2013-10-07 Thread Brian Smith
On Mon, Oct 7, 2013 at 6:05 PM, Mountie Lee moun...@paygate.net wrote:
 SHA2 hash required in e-commerce transaction by the korean regulation.
 and which is also used in TLSv1.1+.

Hi,

First, we will be enabling TLS 1.2 in Firefox very soon.

But, I think you may be referring to SHA-2-based cipher suites
proposed in this internet draft:
http://tools.ietf.org/html/draft-bjhan-tls-seed-00

Unfortunately, that internet draft expired and also the draft didn't
even specify the cipher suite code points.

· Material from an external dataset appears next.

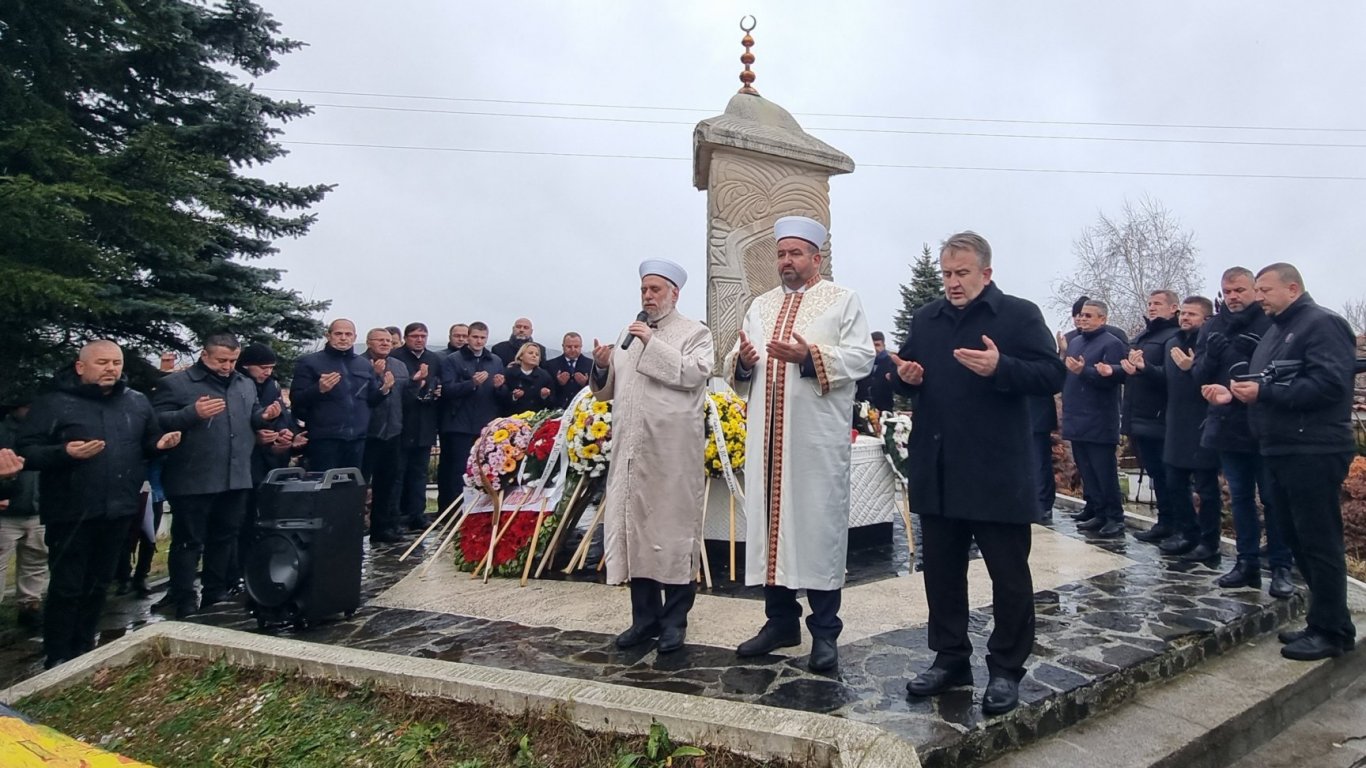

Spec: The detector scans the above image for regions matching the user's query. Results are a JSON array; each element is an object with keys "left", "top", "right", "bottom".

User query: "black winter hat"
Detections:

Where can I find the current version of the Korean regulations on
encryption. I have read this article:
http://www.koreatimes.co.kr/www/news/biz/2012/04/123_109059.html

That article notes that SEED is actually not mandatory in Korea any
more. If so, it seems like a good idea to help the Korean community
standardize on more common algorithms, right?

That article also notes that implementations other than the ActiveX
control have to be certified by the Korean government in order to be
used. So, it seems like our SEED implementation could not be used
legally anyway, since it hasn't been certified. Is that your
understanding?

My understanding is that the Korean government would also require
websites that fall under these regulations to use certificates issued
by some Korean certificate authorities. But, Mozilla does include
either of the Korean certificate authorities and it seems unlikely to
happen soon. See https://bugzilla.mozilla.org/show_bug.cgi?id=335197

Finally, the SEED cipher suite we do currently support does not
support ephemeral key exchange. I see that the internet draft I linked
to above does attempt to specify SEED cipher suites that support
ephemeral key exchange.

So, it seems pretty clear to me that it is OK to disable the SEED
cipher suite we have currently enabled for now, while we figure out
all the things that are necessary to help our Korean users.